L’explosion du quick commerce a tendance à masquer de nouvelles tendances de livraison comme les repas prêts à préparer de Gousto ou prêts à manger et 100 % végans de Allplants.
Les protéines alternatives se multiplient
La foodscience – les nouveaux produits alimentaires – est la seconde catégorie (loin) derrière la livraison avec 960 millions d'euros levés en 2021 pour les startups européennes de ce secteur. Mais c’est elle aussi qui totalise le plus grand nombre d’investissements. Les stars de ces nouveaux produits restent les protéines alternatives. DigitalFoodLab note la diversité de technologies existantes dans ce domaine : entre les substituts à base de plantes du suisse Planted ou du français La Vie, la viande cultivée en laboratoire du néerlandais Mosa Meat, ou encore la fermentation de précision du britannique Formo. Les investissements dans ces nouveaux produits pourraient s’accélérer davantage dans les années à venir pour que les nouveaux concepts passent en phase d’industrialisation, projette le rapport.
Retour de bâton pour les cloud kitchens et restaurants virtuels ?
C’était l’un des modèles en vogue durant les premiers temps de la pandémie : les restaurants virtuels et leurs cuisines fantômes (ou cloud kitchens) qui préparent des repas uniquement pour les plateformes de livraison. Tantôt pour des restaurants ayant pignon sur rue, tantôt pour des marques 100 % virtuelles créées from scratch en quelques semaines. Mais cette catégorie rencontre des difficultés en Europe suite à l'assouplissement des règles sanitaires. Alors qu’aux États-Unis les investissements dans les cloud kitchens continuent de croître, note DigitalFoodLab. Certains acteurs ont dû légèrement revoir leur modèle. À l’instar de « Taster et Not So Dark, qui ont levé en début d’année pour ensuite changer leur modèle, qui était a priori d’ouvrir des cuisines qu’ils géreraient eux-mêmes vers un modèle de franchise où ils "louent" leurs marques à des restaurants indépendants qui préparent les repas des marques Taster et Not So Dark dans leur propre cuisine », pointe Matthieu Vincent.

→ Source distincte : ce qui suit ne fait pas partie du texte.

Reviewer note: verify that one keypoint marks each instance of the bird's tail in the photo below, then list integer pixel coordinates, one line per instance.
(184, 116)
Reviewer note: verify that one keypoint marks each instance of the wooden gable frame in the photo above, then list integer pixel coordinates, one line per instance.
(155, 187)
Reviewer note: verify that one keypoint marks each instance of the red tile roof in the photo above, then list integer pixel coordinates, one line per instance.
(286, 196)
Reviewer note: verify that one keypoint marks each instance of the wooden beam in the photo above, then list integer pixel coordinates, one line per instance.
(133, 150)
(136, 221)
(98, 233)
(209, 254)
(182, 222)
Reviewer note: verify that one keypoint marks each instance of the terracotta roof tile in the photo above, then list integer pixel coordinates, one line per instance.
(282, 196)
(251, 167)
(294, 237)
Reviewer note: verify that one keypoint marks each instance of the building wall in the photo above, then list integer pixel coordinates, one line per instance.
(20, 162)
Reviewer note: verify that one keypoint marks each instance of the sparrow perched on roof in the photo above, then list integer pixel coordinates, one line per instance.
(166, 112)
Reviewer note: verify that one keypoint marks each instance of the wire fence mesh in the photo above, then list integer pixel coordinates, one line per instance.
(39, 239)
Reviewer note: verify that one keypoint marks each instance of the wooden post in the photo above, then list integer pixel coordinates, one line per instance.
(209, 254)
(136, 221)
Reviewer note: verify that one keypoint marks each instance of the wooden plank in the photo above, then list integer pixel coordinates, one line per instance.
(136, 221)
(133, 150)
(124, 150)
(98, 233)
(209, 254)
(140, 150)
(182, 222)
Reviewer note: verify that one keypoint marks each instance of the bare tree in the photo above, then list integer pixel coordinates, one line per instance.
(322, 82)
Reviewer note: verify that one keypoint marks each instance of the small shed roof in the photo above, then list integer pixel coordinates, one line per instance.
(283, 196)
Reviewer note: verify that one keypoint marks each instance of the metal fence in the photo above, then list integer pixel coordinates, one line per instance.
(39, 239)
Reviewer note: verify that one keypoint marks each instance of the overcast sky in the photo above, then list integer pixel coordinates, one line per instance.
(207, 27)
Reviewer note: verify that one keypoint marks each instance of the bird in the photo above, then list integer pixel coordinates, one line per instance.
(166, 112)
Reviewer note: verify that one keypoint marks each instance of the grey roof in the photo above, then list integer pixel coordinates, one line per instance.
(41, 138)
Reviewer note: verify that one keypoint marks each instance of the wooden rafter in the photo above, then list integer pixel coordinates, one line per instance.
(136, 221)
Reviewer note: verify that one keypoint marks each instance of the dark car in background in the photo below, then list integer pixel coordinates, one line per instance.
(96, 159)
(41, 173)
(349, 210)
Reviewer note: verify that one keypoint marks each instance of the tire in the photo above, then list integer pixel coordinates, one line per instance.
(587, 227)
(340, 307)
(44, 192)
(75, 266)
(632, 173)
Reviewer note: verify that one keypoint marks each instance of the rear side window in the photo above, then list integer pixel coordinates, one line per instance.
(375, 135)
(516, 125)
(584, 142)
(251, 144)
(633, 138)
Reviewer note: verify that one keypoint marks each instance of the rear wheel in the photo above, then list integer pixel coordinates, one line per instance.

En revanche, les cantines virtuelles comme Foodles bénéficient-elles d’un boom de leur demande. Cette startup française, qui a levé 31 millions d’euros fin 2021, propose des frigos connectés installés dans des entreprises (en remplacement ou en complément d’une cantine).
Moins voyant mais plus utile : la numérisation des restaurateurs reprend du service
C’est un secteur moins gourmand en matière d’investissement que le quick commerce, et moins « révolutionnaire » en apparence que les cloud kitchens, mais il attire un certain nombre de nouvelles startups prometteuses et totalise tout de même 850 millions d’euros d’investissements. « L’intérêt pour ce secteur avait commencé avant la pandémie, puis avait été mis sur pause, mais il est reparti en 2021 », observe Matthieu Vincent. On y trouve des entreprises comme Choco, une plateforme allemande de mise en relation des restaurateurs, traiteurs, boulangers… avec les fournisseurs. Ou la nouvelle licorne irlandaise Flipdish, qui permet aux restaurateurs de gérer leurs propres livraisons sans avoir à passer par les grosses plateformes.
« Ce sont des startups qui répondent à des demandes simples des restaurateurs comme de passer commande avec un smartphone, service qui n’était pas possible avec les acteurs traditionnels », commente Matthieu Vincent.